Doug Pinkham, Public Affairs Council President
If a gambler makes a bad bet, he loses the grocery money. If a financial analyst can’t accurately forecast earnings, he loses his job.
But if a political pundit makes predictions that are outlandish and mostly wrong, he gets better TV ratings. Commentator Dick Morris, who predicted that Mitt Romney would win in a landslide and the Republicans would easily recapture the Senate, provides an obvious example.
(While we’re piling on, I should mention that Morris also predicted the 2008 presidential race would pit Hillary Clinton against Condoleezza Rice. His book on that memorable matchup is still available from Amazon.com.)
Morris is not the only one unskilled at making predictions. It turns out that we might be better off flipping a coin than relying on the opinions of most professional prognosticators.
So said Philip Tetlock in his 2006 book Expert Political Judgment: How Good Is It? How Can We Know? Tetlock conducted a 20-year study that found so-called experts to be incompetent at forecasting the future. That’s because they tend to have a narrow view of the world, which attracts a large audience of true believers. What Tetlock called “boom and doom pundits” were the most unreliable group.
Now, six years later, Nate Silver, author of the FiveThirtyEight blog in The New York Times, has combined mathematical modeling with clever insights to transform the field of political forecasting. Leading up to the November elections, he was criticized by commentators who insisted the Obama-Romney race was a “tossup.” But Silver called all 50 states and the District of Columbia correctly, which was one state better than his record in 2008. His predictions for 2012 Senate races were just as accurate.
Despite Silver’s new celebrity status in Washington, his recent book, The Signal and the Noise: Why So Many Predictions Fail — But Some Don’t, is not really about politics. It’s about the art and science of forecasting. He explains various prediction theories and tells us why some things aren’t terribly difficult to predict (baseball player performance), while other things are frustratingly hard (earthquakes).
Critics, including some pollsters who don’t appreciate his ratings of their performance, have tried to dismiss Silver as a stats geek. That’s an over-simplification. Silver argues that the emergence of “Big Data” is transforming the world in many ways, but data analysis still requires human intervention. “It is when we deny our role in the process that the odds of failure rise,” he writes. “Before we demand more of our data, we need to demand more of ourselves.”
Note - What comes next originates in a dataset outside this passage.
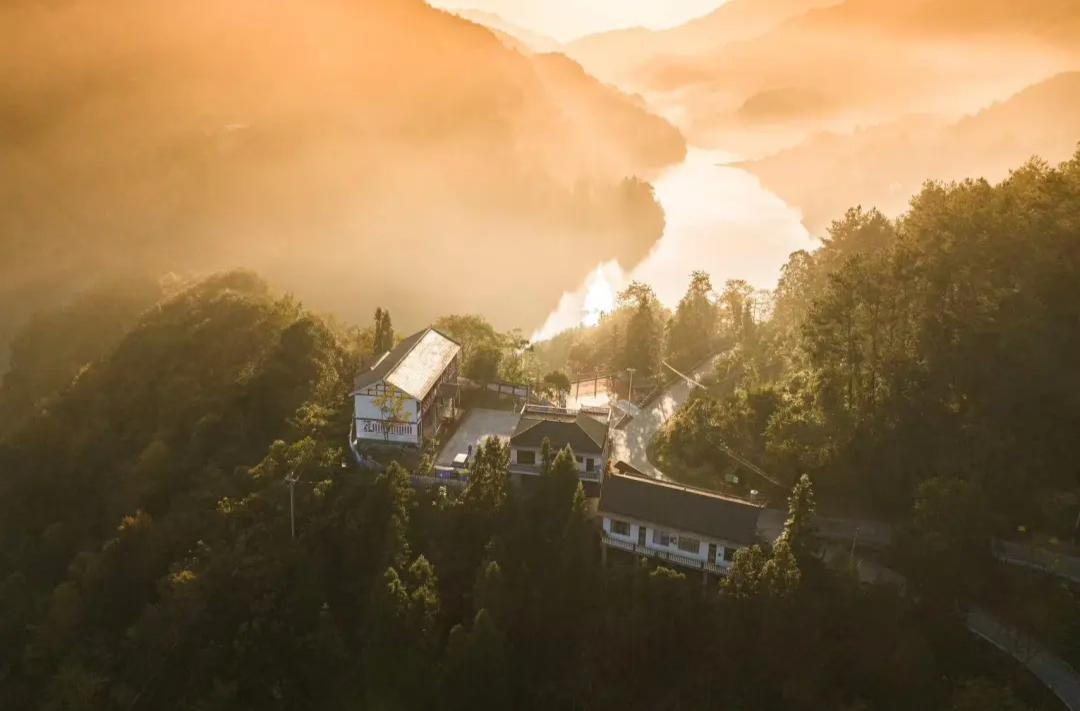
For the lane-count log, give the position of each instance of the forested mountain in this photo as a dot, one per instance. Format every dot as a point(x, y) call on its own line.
point(147, 136)
point(937, 345)
point(883, 165)
point(148, 562)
In political forecasting, the real experts understand opinion poll design, historical trends, economic indicators and how different variables relate to each other. For example, while Democratic voter enthusiasm and lower-than-average unemployment in Ohio set the stage for an Obama victory, making that forecast required judgment about the influence of these factors.
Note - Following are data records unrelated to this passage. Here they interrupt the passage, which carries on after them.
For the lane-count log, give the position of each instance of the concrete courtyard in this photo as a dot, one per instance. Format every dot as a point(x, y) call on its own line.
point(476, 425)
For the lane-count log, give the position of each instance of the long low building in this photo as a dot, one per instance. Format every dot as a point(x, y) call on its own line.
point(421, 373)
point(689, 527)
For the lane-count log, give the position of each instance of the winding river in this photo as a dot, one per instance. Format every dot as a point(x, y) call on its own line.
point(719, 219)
Silver also believes that forecasters should talk probabilities rather than make hard-and-fast predictions about the future. Many have pointed out that he called the elections correctly, but few have noted that on Election Day he gave Obama a 90.9 percent chance of winning. He also computed that Romney had a 13.8 percent chance of capturing the popular vote and that there was a 6.4 percent chance of a recount. All of these numbers changed as events unfolded in the days and weeks leading up to Nov. 6.
Silver’s success — and the similar performance of other “master quants” such as Simon Jackman and Drew Linzer of Stanford University — has got me thinking about the lack of rigor in the way some companies do their public affairs forecasting. Many engage in scenario planning, but often it’s for the purpose of crisis management (“What might go wrong?”) or general business planning (“What will our competitive environment be?”). Neither approach will necessarily prepare a firm to deal with a dynamic issues landscape.
Just as voter support for a candidate in Ohio can be a predictor of that candidate’s success in Michigan, support for a ballot initiative in one state can influence legislation in nearby jurisdictions. A scandal in one company can affect a whole industry’s reputation. Activism in Europe can spell activism in the U.S. — or not, depending on the issue.
Everyone wants to have certainty — especially CEOs. Often, senior management looks to public affairs executives to predict not only the outcome of elections but also the trajectory of issues. Rather than trying to be a fortune-teller, it would make more sense to assess the odds of various scenarios occurring, what factors would affect those odds and what strategies would be needed should those scenarios become reality.
This is really just a form of risk management, though the concept of “conditional probability” can also be used to consider the chances of policy changes opening up political opportunities.
How will an improving economy affect concern about environmental issues? How would cutbacks in defense spending influence opinions about national security? How will lower natural gas prices affect incentives for renewable energy production?
These are questions that go beyond simple calculations. As with election poll analysis, they require human intervention. And that’s where the insights and experience of a skilled public affairs executive can make a difference.